Bild: Das Gras, die Kunst: Martin Kähler mit „Campo“ bei goeben berlin
Berlin taz | Schönes ist viel zu oft vergänglich, manchmal sucht man es an
gewissen Orten sogar verzweifelt. Die Schöneberger Goebenstraße ist eine
weite, vierspurige und graue Erscheinung. Wenn man sich auf den
Mittelstreifen zwischen die vorbeirasenden Autos und Busse stellt, blickt
man in Zentralperspektive auf die Pallasstraße – dunkel empfängt einen am
Horizont der vierstöckige Hochbunker, neben dem sich der Betonbau
Pallasseum erhebt und alle umliegenden Häuser überragt.

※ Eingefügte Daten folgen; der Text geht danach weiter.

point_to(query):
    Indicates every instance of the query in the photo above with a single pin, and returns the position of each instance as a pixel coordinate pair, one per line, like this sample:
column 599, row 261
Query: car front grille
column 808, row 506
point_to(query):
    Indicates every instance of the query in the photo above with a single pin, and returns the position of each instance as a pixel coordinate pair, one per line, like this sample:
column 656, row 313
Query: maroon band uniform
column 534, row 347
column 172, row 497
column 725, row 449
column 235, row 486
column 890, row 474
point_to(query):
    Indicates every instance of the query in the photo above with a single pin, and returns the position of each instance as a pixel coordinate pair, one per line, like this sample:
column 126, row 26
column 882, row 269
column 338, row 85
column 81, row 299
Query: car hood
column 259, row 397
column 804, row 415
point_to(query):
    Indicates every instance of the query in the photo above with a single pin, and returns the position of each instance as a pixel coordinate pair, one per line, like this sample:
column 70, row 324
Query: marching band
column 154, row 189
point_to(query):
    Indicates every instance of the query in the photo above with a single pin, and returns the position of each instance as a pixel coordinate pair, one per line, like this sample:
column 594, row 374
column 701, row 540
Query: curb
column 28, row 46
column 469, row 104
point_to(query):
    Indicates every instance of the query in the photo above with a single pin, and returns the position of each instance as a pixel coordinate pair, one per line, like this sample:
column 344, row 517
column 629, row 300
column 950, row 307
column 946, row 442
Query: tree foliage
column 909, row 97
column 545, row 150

Die einst blühenden Gräser jedoch, die sonst den Mittelstreifen vor der
Goebenstraße 22 schmücken und von der aus man auf den Wohnblock blickt,
wurden verschoben. Die Abgase der letzten Nacht kleben noch immer an ihnen,
trotzdem leuchten sie goldgelb durch das große Ladenfenster des
[1][Ausstellungsraums goeben berlin] an dieser Adresse.
Die genaue Breite dieses Raums wurde hierfür aus dem Mittelstreifen
zwischen den zwei Fahrspuren abgemäht und auf den 65 Quadratmetern
gegenüber platziert.
„Campo“, aus dem Italienischen zu übersetzen mit Feld, heißt die
Ausstellung die der italodeutsche Bildhauer Martin Kähler bei goeben berlin
zeigt. Es handelt sich um eine einnehmende Installation auf dem Boden des
Raums, die sich gleichzeitig als Gegenentwurf zu einer käuflichen
Ausstellung präsentiert. Erst vergangenen Monat hatte goeben berlin zu
einer kommerziellen Auktion aufgerufen und somit den Bestand der Räume
sichern können.
Jedenfalls kann man durch dieses aufgestellte Feld auch laufen – auf dem
Boden hat sich ein Trampelpfad gebildet, um den Wildwuchs durchdringen zu
können. Es ist eine Expedition, eine Erkundungstour, auf die sich jeder
einzelne Besucher einlässt. Gleichzeitig hinterlässt jedes Erforschen auch
immer Spuren: Je mehr Besucher sich auf eine Wanderung begeben werden,
desto mehr werden sich die fragilen Pflanzen unter dem Trampelpfad
auflösen. Der Träger des Feldes ist aber nicht etwa Erdboden, sondern
Styropor. Das Material gibt sich nur vermeintlich solide, denn auch hier
gilt: Je mehr Besucher auf den Platten laufen werden, desto poröser werden
diese. Kleine, weiße Kügelchen vermischen sich mit eingefädelter Natur.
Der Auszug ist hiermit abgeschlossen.